«Les militaires ont généré ce climat de violences»
Interview
Par EMMANUELLE STEELS (à Mexico)
Santiago Corcuera, avocat, membre du groupe de travail des Nations unies sur les disparitions forcées :
L’avocat mexicain Santiago Corcuera a fait partie du Groupe de travail des Nations unies sur les disparitions forcées et involontaires (2004-2010).
Les organisations civiles mexicaines dénoncent plus de 3 000 disparitions forcées depuis le début de la présidence de Felipe Calderón, en décembre 2006. Ces estimations sont-elles fiables ?
Je crois qu’elles se situent en deçà de la réalité. Je ne peux pas donner de chiffre exact, mais je suis sûr, par expérience, qu’une grande partie des disparitions ne sont pas portées à la connaissance des autorités. On observe le même phénomène dans tous les pays où se produisent des disparitions forcées. Faire disparaître quelqu’un est une pratique propre à imposer la terreur. Les proches des victimes ne portent pas plainte car ils sont terrorisés. Les instances judiciaires ne leur inspirent aucune confiance car elles sont bien souvent complices de ces crimes. Il y a une intimidation des victimes. Souvent, il n’y a d’ailleurs pas d’enquête. La disparition forcée n’est même pas clairement définie dans le droit pénal mexicain.
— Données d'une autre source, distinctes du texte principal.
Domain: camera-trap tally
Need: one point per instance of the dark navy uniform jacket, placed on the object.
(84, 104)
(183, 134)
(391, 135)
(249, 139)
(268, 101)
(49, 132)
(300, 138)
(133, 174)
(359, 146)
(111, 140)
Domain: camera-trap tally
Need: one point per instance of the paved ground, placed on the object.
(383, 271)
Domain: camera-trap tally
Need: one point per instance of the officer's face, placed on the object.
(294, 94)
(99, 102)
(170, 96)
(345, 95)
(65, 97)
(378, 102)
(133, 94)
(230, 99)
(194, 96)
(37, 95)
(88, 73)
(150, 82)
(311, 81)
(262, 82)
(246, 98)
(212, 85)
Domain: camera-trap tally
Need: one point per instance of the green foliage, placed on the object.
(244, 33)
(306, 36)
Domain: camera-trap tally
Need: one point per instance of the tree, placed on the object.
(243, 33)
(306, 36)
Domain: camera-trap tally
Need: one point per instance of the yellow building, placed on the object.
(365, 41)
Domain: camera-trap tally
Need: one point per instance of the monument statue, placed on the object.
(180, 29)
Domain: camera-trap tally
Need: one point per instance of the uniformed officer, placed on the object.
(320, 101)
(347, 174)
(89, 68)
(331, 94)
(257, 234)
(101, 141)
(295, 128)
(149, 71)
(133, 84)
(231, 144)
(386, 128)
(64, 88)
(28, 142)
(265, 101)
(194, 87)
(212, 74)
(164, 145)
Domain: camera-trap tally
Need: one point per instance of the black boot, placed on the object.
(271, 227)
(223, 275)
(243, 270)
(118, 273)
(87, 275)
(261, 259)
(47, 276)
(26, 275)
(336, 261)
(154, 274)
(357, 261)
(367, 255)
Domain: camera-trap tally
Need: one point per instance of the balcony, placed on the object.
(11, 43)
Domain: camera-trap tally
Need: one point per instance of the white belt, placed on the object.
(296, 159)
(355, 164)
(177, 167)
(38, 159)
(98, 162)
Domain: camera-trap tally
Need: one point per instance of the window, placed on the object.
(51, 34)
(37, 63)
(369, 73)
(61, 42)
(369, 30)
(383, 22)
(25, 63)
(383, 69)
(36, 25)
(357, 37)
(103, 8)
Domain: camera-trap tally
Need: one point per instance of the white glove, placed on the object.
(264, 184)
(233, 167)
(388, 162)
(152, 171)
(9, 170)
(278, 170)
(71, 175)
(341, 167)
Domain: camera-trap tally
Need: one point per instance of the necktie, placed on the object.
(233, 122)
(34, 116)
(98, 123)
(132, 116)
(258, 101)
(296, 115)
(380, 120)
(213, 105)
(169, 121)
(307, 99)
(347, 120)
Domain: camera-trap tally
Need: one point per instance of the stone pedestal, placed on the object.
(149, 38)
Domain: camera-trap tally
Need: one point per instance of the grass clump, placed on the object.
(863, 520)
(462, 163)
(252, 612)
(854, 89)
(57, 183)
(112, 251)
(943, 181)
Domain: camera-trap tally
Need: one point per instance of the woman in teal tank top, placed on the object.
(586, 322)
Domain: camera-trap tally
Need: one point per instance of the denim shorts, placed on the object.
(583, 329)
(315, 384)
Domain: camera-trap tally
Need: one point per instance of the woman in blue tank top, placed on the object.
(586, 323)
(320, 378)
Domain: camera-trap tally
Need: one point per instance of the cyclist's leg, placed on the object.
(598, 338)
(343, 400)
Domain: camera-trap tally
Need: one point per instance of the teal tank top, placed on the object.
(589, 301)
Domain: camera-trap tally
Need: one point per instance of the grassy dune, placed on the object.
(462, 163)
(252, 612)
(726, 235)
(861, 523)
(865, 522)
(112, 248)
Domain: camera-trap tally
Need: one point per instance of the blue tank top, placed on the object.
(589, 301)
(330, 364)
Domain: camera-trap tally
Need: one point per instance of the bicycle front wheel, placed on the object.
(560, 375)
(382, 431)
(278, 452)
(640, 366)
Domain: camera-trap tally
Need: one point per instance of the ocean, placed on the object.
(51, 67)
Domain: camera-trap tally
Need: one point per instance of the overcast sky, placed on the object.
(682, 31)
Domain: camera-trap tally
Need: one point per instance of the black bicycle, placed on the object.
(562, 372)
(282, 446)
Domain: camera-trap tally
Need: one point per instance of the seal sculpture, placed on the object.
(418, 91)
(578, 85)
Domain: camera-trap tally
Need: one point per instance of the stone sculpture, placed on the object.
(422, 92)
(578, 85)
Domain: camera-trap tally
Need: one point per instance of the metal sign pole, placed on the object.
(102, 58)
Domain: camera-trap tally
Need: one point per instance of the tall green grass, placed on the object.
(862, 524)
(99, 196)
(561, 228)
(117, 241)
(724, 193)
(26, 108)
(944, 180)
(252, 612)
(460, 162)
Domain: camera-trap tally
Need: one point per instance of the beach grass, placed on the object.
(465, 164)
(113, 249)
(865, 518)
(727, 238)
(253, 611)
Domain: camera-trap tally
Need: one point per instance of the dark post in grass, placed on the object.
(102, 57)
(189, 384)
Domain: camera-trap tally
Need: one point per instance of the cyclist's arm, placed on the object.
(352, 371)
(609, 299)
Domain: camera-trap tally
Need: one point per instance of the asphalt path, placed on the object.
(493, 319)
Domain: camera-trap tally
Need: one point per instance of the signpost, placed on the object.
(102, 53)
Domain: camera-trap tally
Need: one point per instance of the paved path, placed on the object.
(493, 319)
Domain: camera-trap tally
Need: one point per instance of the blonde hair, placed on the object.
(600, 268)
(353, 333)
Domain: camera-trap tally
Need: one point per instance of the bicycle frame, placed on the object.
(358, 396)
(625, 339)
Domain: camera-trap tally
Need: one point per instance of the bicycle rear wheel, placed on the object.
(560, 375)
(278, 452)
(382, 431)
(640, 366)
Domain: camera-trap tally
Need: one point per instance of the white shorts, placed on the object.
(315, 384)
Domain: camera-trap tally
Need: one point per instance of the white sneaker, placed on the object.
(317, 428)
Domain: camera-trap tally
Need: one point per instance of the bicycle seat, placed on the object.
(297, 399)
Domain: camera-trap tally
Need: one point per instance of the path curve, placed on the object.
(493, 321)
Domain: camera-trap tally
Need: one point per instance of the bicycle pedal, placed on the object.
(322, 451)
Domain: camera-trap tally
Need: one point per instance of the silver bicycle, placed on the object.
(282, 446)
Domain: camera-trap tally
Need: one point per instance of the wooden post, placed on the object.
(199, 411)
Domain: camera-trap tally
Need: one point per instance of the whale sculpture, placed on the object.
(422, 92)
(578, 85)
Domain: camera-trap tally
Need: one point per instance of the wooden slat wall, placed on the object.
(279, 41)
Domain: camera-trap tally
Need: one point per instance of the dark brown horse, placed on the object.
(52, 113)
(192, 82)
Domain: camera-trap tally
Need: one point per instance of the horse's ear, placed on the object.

Qui sont les «disparus» et qui les fait «disparaître» ?
Les autorités mexicaines doivent répondre à ces questions et poursuivre les coupables. Au lieu de cela, elles éludent leur devoir d’enquête, elles minimisent le phénomène et criminalisent les victimes, prétextant qu’il s’agit de personnes liées au crime organisé. C’est lamentable.
Quant aux auteurs, on peut attribuer des disparitions aux mafias de la drogue, mais aussi aux agents de l’Etat, policiers ou militaires. Des milliers de migrants centraméricains ont été enlevés au Mexique. Dans 10% des cas, les kidnappeurs bénéficient de la connivence de fonctionnaires. En ce qui concerne les 145 corps du charnier de San Fernando, découvert début avril (lire ci-contre), si la complicité des seize policiers arrêtés est démontrée, alors il s’agira aussi de disparitions forcées, qui doivent figurer comme telles dans les statistiques.
L’ONU a recommandé au gouvernement mexicain de retirer l’armée des zones d’opérations contre le crime organisé. Cette mesure contribuera-t-elle à éviter les disparitions forcées ?
Le déploiement des militaires a sans aucun doute généré le climat actuel de violence. Les soldats sont entraînés pour le combat, pas pour des opérations de sécurité publique. On les a envoyés exécuter une mission qu’ils ne sont pas aptes à remplir. Dans tous les pays où les militaires ont assumé des tâches policières, le groupe de travail des Nations unies a observé, durant ses trente ans d’expérience, une augmentation systématique du nombre de disparitions forcées. Cela peut signifier d’une part que les militaires sont les responsables directs de certaines disparitions, et d’autre part que l’utilisation des forces armées pour lutter contre le crime est une stratégie erronée, qui engendre davantage de violence de la part des cartels.
Pourquoi la gravité du phénomène des disparitions forcées ne provoque-t-elle pas de scandale au Mexique ?
C’est le cas dans tous les pays du monde qui vivent une guerre, comme celle que vit le Mexique actuellement : l’horreur des disparitions se dilue dans l’énormité du bilan total des victimes, les près de 40 000 morts de cette guerre. Pourtant, la souffrance causée par une disparition est unique. C’est l’horreur de ne pas savoir ce qui est arrivé à votre proche, d’ignorer même s’il est vivant ou mort.
Images: Une de l'hebdo d'investigation Proceso daté d'août 2010, date de la découverte d'un charnier de 72 migrants à San Fernando, Tamaulipas.